Dodong said while his mother was out that he was going to marry Teang. There it was out, what he had to say, and over which he had done so much thinking. He had said it without any effort at all and without self-consciousness. Dodong felt relieved and looked at his father expectantly. A decrescent moon outside shed its feeble light into the window, graying the still black temples of his father. His father looked old now.
"I am going to marry Teang," Dodong said.
His father looked at him silently and stopped sucking the broken tooth. The silence became intense and cruel, and Dodong wished his father would suck that troublous tooth again. Dodong was uncomfortable and then became angry because his father kept looking at him without uttering anything.
"I will marry Teang," Dodong repeated. "I will marry Teang."
His father kept gazing at him in inflexible silence and Dodong fidgeted on his seat.
"I asked her last night to marry me and she said...yes. I want your permission.
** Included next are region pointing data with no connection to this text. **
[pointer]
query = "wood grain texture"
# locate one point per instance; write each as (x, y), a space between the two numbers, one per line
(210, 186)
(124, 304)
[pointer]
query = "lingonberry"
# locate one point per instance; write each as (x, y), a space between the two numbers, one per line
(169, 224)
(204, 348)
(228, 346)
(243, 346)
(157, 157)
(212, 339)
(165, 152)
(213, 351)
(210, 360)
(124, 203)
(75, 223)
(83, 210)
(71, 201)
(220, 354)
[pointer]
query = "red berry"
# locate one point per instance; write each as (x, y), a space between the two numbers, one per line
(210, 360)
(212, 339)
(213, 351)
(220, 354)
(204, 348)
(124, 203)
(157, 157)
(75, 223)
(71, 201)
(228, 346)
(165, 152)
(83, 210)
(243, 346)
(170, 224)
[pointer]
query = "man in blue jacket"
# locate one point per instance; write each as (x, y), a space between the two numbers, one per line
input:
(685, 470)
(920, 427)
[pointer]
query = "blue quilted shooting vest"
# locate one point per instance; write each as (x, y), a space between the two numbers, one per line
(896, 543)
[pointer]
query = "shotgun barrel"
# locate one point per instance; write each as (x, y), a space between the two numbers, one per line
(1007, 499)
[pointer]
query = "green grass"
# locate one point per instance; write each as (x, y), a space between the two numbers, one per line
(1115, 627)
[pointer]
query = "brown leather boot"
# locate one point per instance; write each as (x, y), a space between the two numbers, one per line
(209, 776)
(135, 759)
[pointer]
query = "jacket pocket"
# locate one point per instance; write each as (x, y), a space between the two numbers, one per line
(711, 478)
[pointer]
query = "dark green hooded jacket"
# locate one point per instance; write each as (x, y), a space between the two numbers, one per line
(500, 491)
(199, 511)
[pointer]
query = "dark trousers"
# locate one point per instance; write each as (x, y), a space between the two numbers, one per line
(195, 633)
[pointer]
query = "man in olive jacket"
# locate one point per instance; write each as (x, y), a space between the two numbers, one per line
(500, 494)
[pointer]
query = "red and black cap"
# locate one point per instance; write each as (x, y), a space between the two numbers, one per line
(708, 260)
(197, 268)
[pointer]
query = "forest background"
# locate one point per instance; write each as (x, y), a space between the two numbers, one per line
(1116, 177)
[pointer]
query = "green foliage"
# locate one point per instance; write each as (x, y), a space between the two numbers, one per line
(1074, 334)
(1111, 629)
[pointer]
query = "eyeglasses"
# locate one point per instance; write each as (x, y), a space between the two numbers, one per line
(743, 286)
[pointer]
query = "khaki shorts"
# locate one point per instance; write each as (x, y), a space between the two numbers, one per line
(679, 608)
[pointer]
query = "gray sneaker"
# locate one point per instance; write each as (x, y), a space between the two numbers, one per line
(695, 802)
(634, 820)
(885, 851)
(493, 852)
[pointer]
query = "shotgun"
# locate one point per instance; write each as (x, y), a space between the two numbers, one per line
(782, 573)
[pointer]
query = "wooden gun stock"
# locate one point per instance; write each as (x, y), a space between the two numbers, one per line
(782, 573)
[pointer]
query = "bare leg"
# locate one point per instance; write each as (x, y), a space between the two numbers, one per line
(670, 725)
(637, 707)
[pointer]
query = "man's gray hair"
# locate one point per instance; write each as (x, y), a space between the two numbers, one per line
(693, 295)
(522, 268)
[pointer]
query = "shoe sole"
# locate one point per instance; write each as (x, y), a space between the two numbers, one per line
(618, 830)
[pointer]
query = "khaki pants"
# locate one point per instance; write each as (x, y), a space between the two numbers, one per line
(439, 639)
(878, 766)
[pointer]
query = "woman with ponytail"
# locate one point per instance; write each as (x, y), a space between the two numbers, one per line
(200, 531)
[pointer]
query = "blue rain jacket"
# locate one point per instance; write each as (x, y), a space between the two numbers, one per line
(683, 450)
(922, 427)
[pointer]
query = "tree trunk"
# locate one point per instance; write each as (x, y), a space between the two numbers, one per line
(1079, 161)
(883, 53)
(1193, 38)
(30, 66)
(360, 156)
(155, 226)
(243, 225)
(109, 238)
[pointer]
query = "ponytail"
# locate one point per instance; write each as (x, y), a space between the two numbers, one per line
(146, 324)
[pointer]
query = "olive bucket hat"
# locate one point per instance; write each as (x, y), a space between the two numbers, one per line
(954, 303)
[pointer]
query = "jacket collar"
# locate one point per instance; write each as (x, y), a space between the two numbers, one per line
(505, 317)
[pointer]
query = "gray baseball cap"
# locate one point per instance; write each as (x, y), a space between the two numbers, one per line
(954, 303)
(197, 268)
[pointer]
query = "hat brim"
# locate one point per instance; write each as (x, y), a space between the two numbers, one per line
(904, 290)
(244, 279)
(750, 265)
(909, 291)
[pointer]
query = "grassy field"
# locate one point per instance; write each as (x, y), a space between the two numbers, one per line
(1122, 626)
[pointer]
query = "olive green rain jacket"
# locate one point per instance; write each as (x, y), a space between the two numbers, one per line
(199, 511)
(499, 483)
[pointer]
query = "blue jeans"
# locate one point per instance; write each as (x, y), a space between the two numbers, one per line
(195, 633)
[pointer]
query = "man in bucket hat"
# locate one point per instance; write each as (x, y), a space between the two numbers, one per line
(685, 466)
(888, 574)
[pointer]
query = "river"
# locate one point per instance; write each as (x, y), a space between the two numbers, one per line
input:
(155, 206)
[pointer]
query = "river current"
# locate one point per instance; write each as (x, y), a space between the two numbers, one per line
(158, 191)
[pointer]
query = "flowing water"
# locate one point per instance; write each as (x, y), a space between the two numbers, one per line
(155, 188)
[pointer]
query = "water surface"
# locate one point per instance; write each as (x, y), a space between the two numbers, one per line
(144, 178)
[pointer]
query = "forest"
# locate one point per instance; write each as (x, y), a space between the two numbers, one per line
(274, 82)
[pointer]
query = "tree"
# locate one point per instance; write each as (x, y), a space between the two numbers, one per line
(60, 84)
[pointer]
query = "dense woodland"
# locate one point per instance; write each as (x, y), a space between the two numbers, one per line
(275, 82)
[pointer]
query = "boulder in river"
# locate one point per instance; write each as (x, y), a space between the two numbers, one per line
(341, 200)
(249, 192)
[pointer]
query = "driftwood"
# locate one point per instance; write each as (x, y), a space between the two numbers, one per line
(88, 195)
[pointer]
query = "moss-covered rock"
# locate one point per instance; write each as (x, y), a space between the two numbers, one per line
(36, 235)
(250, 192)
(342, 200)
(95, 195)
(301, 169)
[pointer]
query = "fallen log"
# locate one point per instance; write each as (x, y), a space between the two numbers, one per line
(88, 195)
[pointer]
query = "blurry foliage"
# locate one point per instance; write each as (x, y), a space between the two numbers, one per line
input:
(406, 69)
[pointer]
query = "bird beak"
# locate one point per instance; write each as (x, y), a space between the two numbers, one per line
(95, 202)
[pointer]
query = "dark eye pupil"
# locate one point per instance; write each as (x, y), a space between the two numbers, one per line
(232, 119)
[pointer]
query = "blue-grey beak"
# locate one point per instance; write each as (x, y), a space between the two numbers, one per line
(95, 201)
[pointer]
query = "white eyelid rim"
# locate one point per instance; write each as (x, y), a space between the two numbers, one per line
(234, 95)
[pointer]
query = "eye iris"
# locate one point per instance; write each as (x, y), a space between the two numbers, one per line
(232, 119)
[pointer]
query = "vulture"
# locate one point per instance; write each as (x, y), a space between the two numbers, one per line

I... want... it...." There was impatient clamor in his voice, an exacting protest at this coldness, this indifference. Dodong looked at his father sourly. He cracked his knuckles one by one, and the little sounds it made broke dully the night stillness.
"Must you marry, Dodong?"
Dodong resented his father's questions; his father himself had married. Dodong made a quick impassioned easy in his mind about selfishness, but later he got confused.
"You are very young, Dodong."
"I'm... seventeen."
"That's very young to get married at."
"I... I want to marry...Teang's a good girl."
"Tell your mother," his father said.
"You tell her, tatay."
"Dodong, you tell your inay."
"You tell her."
"All right, Dodong."
"You will let me marry Teang?"
"Son, if that is your wish... of course..." There was a strange helpless light in his father's eyes. Dodong did not read it, so absorbed was he in himself.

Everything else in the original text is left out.